Impresiona en cada accidente de tránsito que son más los presentes por la curiosidad de observar el acontecimiento, que los realmente implicados en los hechos.
No es raro que entre los pocos que se mantienen al margen, surjan conjeturas al respecto de este comportamiento tan singular y generalizado. Lo primero es siempre cuestionar si no limitarán el oxígeno a quienes lo están necesitando como nunca en su vida, si no estarán estorbando la labor de los cuerpos de socorro o, simplemente, entorpeciendo aún más el tránsito, ya de por sí terriblemente congestionado.
Luego del primer cuestionamiento, crítico y humanitario, sobreviene la inquietud sobre los elementos invisibles dentro de la caja negra de cada cabeza, que mantiene a los “testigos secundarios” apreciando cada detalle de la emergencia, con tal entusiasmo que da la sensación de que solo les faltan las palomitas de maíz para sentirse como en el cine.

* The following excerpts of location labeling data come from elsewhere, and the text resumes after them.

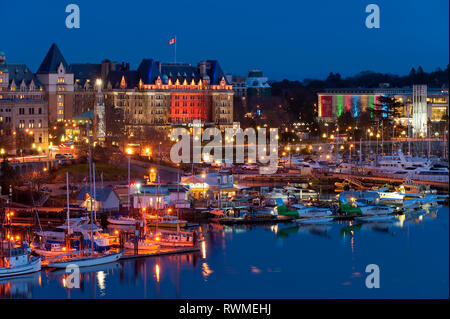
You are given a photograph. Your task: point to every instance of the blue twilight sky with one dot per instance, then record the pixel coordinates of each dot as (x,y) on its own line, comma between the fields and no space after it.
(286,39)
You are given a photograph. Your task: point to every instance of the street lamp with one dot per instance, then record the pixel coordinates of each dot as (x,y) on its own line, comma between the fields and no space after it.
(129,151)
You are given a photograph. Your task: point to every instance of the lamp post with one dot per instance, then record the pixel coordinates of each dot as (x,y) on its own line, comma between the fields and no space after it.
(129,151)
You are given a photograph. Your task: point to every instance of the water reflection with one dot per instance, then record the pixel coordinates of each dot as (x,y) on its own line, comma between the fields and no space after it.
(238,261)
(19,287)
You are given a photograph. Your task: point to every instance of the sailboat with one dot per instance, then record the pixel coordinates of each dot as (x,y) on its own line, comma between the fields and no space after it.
(87,257)
(16,259)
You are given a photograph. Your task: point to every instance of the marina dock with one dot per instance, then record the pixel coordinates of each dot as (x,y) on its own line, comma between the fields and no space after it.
(130,253)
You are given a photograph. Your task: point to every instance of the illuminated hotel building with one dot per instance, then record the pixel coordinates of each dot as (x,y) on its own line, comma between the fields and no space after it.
(157,95)
(23,109)
(58,84)
(432,103)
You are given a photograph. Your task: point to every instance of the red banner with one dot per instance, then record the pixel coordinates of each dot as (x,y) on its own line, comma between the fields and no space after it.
(327,106)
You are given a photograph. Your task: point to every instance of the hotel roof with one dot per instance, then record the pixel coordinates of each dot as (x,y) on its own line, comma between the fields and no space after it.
(18,73)
(52,60)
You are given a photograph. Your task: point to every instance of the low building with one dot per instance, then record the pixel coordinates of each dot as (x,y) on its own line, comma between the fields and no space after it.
(103,200)
(210,186)
(421,103)
(257,84)
(151,197)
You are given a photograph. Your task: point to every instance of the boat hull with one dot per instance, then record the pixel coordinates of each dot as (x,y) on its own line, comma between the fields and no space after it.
(86,262)
(123,222)
(33,266)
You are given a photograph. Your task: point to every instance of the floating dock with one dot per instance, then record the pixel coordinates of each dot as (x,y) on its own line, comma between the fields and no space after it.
(130,253)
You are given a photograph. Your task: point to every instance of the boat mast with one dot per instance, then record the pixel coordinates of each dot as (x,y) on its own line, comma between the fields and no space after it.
(95,190)
(90,186)
(68,203)
(178,198)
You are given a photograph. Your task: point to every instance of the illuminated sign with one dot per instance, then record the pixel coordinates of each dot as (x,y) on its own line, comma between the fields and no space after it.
(197,186)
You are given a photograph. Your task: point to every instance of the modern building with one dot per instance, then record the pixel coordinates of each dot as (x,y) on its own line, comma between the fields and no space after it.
(59,85)
(23,109)
(421,103)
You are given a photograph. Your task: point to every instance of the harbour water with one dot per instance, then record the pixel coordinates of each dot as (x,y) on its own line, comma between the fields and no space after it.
(274,261)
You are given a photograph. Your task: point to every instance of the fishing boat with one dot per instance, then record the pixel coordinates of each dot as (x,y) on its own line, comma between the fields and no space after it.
(142,245)
(174,238)
(89,234)
(315,220)
(122,220)
(300,193)
(362,203)
(376,218)
(99,252)
(84,258)
(166,221)
(312,211)
(50,249)
(386,195)
(17,260)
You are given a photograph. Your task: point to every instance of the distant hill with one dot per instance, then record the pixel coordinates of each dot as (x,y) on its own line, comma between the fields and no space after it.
(371,79)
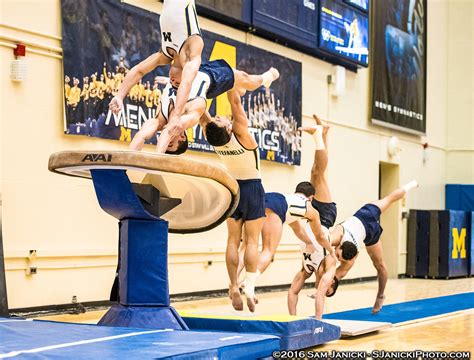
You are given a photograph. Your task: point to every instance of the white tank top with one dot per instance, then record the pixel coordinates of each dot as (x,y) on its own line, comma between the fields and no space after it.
(296,207)
(311,261)
(199,88)
(178,21)
(354,231)
(242,163)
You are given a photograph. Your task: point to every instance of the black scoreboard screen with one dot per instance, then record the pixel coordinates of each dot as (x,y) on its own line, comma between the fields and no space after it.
(234,12)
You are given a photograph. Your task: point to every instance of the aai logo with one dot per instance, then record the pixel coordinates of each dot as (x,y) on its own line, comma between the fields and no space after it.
(97,158)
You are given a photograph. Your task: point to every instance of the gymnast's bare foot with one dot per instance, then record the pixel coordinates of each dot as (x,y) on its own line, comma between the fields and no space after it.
(251,302)
(378,304)
(324,124)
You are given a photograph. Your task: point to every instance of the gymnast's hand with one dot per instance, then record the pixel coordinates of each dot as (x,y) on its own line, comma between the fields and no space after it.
(310,249)
(116,104)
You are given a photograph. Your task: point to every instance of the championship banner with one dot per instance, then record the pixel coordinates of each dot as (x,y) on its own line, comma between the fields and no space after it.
(103,39)
(399,64)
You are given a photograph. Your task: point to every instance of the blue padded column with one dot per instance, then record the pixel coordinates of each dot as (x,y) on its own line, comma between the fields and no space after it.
(143,257)
(143,274)
(418,243)
(458,244)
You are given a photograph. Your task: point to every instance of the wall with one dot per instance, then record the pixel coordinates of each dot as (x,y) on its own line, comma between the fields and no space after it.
(76,242)
(460,92)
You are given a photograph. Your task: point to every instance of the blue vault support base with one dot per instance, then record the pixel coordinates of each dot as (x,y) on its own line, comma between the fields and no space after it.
(143,257)
(143,278)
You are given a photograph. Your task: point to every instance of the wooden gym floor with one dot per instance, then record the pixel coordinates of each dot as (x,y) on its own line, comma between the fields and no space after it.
(453,332)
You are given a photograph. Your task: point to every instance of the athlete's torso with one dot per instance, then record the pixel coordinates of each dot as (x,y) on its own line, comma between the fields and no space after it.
(178,21)
(242,163)
(296,207)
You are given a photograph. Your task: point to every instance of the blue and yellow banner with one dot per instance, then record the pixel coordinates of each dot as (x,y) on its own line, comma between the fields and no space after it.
(103,39)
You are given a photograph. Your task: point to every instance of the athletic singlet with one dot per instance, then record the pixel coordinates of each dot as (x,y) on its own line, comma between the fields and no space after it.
(354,231)
(178,21)
(198,89)
(242,163)
(312,261)
(296,207)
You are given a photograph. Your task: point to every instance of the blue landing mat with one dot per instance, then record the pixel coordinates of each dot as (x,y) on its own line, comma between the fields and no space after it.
(411,310)
(295,332)
(52,340)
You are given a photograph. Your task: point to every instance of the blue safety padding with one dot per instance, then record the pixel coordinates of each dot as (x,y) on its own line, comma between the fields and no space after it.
(143,317)
(143,274)
(422,243)
(460,197)
(116,195)
(290,20)
(29,335)
(411,310)
(458,255)
(297,334)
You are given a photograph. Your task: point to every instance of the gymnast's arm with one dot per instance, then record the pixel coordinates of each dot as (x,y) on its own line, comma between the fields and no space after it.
(314,221)
(147,131)
(293,292)
(189,119)
(134,75)
(301,234)
(344,267)
(240,124)
(329,264)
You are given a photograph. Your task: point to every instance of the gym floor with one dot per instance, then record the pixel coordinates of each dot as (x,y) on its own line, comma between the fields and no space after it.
(451,332)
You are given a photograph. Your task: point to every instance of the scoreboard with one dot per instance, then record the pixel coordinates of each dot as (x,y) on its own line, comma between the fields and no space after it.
(334,30)
(234,12)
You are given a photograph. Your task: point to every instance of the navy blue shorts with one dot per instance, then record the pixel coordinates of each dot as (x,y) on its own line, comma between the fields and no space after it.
(369,215)
(252,200)
(222,77)
(327,212)
(276,202)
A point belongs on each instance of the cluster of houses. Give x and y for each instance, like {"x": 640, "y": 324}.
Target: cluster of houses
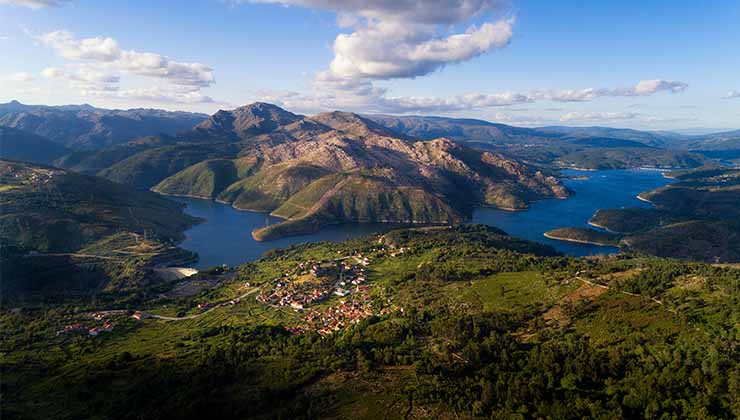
{"x": 35, "y": 175}
{"x": 347, "y": 312}
{"x": 82, "y": 329}
{"x": 325, "y": 278}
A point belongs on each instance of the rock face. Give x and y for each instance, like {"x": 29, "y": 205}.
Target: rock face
{"x": 340, "y": 167}
{"x": 87, "y": 128}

La conclusión más simple y popular se resume en el morbo; ese cosquilleo interno que nace de nuestro propio lado oscuro, el Tánatos opuesto a la vida, tan primario que ocupa en la psique un lugar tan importante como el deseo de sobrevivencia.
Si detenemos en este punto nuestras reflexiones, casi deberíamos reconocerle a Hobbes su afirmación de que la naturaleza del ser humano es de por sí maligna, pero resulta que existe una explicación aún más aterradora para este tipo de conducta: el vacío existencial tan bien descrito por Viktor Frankl.
El ritmo veloz del bienamado siglo XXI ha dado giro definitivo a la expresión “trabajar para vivir”. Resulta que las cargas económicas, el consumismo desechable, el mantener o alcanzar un estatus y otras maravillas modernas, nos han alejado de la posibilidad de encontrarle un sentido a la vida, o lo que es peor, de buscarle uno.
La incapacidad de imaginar un sentido a nuestra propia existencia, ha encasillado a la humanidad en una pantalla negra con control remoto, donde vivimos a través de otros las emociones que no encontramos en la vida ordinaria. De esa manera, el accidente de tránsito se convierte en algo parecido a la televisión, pero con la ventaja de ser en vivo.
Apoyan esta teoría las altas audiencias de los noticiarios y de los programas de concursos, así como la creciente población que se matricula en vidas virtuales a través de Internet.
Siendo de esta manera, la próxima vez que nos encontremos con un conglomerado observando un accidente, no pensemos que todos son “binos” o que lo hacen por morbo. Para algunos, observar ese percance puede ser la cosa más importante que les suceda en días o semanas. La anécdota llenará la hora de almuerzo en el trabajo o el momento antes de acostarse. Porque lamentablemente, lejos de las penas y glorias propias, para muchos la parte emocionante de su vida, recae en las desgracias de los otros.
La clave de la resiliencia en este caso, anida en la capacidad de cada uno, quizá no de encontrar, pero sí de seguir buscando ese algo que le dé sentido a nuestra propia existencia (el porqué de nuestro cómo), que nos permita mirar otras vidas, reales o ficticias, y no vivir a través de ellas.